I note that the majority properly cites the standards of review we use in appeals from decisions of the Workers' Compensation Court, which are whether that court's findings are supported by substantial evidence and whether its conclusions are correct. Unfortunately, the majority then completely ignores and fails to apply those standards to the decision before us.
The majority's substitution of its judgment for that of the fact finder is evidenced by the statement: "We are not persuaded that the `massage therapist' job was not material to the contract" (emphasis added), in derogation of the Workers' Compensation Court's specific findings that it was not persuaded the job was material, based in large part on its credibility finding regarding South. Similarly, the majority "finds" that the job was a material part of the contract, in direct contravention of the Workers' Compensation Court's findings relating to that issue.

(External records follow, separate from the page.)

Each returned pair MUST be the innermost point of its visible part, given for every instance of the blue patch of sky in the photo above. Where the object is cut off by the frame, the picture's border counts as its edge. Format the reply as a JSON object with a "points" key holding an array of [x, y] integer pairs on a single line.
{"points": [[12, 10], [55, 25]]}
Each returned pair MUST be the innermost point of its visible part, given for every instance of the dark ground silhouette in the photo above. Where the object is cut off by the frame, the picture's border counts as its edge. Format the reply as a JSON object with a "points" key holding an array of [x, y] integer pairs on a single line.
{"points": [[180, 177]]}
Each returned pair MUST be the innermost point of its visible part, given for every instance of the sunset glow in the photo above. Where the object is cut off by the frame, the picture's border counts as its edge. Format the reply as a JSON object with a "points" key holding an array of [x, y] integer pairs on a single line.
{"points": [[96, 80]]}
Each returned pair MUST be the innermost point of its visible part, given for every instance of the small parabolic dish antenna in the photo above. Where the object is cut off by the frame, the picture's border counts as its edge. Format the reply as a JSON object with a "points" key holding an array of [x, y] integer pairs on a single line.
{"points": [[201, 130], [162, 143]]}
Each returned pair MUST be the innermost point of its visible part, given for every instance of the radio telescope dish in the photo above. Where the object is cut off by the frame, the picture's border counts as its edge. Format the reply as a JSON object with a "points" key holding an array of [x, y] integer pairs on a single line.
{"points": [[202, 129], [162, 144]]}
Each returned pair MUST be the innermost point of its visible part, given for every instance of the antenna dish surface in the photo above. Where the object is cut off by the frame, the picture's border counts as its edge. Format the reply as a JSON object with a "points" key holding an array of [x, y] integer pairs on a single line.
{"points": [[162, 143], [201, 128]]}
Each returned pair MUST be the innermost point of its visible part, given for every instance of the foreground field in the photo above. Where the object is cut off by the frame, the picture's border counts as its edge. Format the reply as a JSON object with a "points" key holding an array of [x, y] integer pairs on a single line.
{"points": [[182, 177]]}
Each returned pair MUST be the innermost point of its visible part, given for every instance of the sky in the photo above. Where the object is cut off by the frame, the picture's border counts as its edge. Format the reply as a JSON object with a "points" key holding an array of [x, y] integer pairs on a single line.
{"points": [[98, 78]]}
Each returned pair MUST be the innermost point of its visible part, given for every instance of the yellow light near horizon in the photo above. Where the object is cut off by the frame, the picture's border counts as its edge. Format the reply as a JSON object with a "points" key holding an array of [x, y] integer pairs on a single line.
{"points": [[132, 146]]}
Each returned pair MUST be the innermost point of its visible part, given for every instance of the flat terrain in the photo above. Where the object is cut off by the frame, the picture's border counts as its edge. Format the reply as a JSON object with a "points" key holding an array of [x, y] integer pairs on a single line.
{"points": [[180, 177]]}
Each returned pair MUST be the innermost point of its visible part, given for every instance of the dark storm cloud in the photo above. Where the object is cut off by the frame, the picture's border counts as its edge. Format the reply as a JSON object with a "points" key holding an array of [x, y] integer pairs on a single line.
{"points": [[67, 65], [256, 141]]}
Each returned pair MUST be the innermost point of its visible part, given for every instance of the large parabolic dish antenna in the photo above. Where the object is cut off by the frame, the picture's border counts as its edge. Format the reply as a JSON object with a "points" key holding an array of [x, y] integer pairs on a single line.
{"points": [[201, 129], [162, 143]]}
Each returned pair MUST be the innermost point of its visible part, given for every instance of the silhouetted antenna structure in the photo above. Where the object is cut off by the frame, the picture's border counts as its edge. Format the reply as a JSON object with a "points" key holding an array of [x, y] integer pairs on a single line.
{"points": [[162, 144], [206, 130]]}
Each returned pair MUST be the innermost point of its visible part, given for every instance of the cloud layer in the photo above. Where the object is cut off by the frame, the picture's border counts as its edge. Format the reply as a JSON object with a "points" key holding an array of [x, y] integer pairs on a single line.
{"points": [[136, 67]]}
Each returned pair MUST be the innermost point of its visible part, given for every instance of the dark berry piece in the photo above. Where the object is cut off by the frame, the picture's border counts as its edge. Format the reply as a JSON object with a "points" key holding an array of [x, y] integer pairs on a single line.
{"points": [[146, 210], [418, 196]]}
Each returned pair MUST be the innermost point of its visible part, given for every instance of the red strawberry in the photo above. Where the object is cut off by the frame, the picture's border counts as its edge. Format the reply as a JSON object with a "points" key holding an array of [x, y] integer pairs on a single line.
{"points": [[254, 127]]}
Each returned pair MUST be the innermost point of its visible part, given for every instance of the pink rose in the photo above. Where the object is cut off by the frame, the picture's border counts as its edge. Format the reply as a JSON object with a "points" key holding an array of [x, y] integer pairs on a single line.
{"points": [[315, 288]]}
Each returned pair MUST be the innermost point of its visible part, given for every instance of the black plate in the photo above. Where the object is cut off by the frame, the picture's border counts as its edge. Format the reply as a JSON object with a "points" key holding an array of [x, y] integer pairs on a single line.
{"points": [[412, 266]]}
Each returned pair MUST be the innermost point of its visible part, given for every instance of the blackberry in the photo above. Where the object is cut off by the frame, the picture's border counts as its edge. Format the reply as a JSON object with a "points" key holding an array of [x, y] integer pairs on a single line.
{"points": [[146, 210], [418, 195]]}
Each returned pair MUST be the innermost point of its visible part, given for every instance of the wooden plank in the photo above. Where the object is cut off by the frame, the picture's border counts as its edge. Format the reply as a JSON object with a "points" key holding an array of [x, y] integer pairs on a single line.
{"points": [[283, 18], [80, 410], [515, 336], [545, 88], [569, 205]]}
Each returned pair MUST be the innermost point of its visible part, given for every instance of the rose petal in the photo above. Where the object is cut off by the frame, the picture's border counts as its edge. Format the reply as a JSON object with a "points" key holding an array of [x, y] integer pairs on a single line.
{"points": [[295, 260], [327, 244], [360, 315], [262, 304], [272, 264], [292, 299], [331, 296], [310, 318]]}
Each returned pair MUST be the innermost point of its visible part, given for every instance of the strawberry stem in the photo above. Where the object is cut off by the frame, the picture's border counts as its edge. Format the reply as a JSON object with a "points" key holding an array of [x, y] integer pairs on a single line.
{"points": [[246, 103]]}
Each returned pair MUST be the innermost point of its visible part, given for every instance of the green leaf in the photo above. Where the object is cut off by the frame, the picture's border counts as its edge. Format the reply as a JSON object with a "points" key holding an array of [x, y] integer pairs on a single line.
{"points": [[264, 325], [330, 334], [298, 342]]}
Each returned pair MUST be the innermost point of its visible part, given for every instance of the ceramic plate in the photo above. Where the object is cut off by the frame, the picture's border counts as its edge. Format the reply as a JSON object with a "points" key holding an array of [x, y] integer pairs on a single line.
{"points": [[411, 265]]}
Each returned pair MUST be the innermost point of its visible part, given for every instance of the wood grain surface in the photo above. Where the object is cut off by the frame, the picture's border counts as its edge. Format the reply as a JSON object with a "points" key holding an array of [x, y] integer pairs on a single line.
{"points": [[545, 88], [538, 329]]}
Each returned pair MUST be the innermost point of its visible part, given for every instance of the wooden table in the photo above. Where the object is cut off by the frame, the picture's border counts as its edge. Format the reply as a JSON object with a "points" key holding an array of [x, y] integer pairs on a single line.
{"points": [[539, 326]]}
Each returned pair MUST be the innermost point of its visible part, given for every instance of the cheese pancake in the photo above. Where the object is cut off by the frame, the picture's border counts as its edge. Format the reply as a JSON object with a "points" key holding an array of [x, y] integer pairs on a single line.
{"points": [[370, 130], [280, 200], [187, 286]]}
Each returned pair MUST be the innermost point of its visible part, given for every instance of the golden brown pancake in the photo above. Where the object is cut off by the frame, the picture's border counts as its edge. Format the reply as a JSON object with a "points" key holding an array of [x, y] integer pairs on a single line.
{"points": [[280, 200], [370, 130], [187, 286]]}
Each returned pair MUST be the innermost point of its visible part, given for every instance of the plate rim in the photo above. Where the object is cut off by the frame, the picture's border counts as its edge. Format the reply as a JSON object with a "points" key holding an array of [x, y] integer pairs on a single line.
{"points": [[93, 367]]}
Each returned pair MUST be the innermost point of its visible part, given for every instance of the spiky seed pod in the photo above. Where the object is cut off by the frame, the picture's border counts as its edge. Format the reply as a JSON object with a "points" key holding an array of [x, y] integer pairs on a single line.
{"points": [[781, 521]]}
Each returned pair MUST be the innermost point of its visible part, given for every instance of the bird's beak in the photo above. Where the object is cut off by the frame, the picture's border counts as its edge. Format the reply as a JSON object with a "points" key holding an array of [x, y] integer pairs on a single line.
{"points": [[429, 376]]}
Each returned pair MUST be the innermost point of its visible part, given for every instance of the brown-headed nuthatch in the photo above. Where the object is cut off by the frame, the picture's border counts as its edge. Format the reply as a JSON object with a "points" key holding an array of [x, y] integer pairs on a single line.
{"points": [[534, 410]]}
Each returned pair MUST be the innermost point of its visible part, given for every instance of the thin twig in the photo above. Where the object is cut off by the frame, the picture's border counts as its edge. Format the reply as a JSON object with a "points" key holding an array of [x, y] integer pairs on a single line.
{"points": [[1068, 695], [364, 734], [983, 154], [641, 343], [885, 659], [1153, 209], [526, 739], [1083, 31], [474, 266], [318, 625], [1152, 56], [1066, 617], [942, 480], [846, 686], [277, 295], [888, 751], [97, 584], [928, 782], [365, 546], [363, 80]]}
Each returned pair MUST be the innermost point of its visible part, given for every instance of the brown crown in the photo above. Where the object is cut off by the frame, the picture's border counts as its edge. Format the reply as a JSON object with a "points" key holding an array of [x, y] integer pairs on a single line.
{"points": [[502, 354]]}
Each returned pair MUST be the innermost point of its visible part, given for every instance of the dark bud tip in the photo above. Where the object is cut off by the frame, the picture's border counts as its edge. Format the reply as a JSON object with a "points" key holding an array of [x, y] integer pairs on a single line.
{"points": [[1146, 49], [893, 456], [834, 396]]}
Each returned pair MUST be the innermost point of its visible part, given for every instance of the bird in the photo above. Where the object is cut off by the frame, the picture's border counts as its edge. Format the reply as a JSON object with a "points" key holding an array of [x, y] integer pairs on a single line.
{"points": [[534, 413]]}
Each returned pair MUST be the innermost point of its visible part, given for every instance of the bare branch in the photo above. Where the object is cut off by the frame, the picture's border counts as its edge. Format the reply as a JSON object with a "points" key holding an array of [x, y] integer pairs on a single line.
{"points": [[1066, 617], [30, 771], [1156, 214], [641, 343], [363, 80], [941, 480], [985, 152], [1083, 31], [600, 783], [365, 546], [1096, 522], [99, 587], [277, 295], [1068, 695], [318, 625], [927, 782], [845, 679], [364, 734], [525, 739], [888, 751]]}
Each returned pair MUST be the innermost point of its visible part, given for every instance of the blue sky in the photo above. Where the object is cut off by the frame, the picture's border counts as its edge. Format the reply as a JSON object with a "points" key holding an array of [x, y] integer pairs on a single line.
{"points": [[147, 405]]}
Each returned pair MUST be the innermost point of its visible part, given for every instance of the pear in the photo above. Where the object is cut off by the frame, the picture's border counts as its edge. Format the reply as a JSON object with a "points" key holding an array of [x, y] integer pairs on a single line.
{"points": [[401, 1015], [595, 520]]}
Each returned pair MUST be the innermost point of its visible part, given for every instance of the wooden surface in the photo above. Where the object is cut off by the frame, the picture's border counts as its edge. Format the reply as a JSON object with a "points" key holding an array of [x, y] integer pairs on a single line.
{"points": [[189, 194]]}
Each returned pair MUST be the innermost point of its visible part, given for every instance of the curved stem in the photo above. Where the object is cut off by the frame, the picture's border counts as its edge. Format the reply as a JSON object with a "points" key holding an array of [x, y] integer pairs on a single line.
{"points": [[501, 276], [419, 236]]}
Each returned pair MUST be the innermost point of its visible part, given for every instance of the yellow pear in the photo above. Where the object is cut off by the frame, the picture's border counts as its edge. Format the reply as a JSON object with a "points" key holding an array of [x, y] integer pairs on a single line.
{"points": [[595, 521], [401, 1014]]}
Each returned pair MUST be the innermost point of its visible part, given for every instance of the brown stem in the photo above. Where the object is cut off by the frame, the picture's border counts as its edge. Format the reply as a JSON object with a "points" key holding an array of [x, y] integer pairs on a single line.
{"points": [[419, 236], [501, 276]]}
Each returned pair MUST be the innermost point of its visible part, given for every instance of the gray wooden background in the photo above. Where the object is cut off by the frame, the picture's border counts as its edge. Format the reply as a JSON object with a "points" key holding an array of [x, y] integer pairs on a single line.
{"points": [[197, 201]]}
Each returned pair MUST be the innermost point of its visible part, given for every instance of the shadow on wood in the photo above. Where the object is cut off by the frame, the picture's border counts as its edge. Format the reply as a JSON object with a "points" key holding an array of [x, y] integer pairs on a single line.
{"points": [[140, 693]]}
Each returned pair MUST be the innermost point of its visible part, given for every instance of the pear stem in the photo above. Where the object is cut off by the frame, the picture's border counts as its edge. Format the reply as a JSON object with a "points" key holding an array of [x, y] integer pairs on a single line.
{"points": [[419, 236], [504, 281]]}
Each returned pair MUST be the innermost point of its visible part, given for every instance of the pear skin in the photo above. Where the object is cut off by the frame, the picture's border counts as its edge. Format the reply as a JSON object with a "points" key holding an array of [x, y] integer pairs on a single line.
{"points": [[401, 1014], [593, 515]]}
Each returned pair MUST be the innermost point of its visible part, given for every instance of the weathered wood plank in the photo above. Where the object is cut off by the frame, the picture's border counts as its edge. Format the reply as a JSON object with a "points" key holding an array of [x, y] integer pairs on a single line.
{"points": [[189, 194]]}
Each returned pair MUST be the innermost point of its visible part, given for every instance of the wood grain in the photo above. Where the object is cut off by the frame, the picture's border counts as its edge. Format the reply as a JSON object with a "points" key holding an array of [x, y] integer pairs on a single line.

There was substantial evidence to support the Workers' Compensation Court's conclusion that there was no "mutual" mistake in regard to the masseuse position since the agreement was not conditioned on South's ability to ultimately qualify for that particular position. The Workers' Compensation Court correctly concluded that there was no mistake as to a "material" fact, since the agreement approved seven positions from which South could choose. She can still choose from six of the positions and there is no legal basis on which to rescind the settlement agreement. I would affirm the Workers' Compensation Court.
CHIEF JUSTICE TURNAGE and JUSTICE GRAY join in the foregoing dissenting opinion.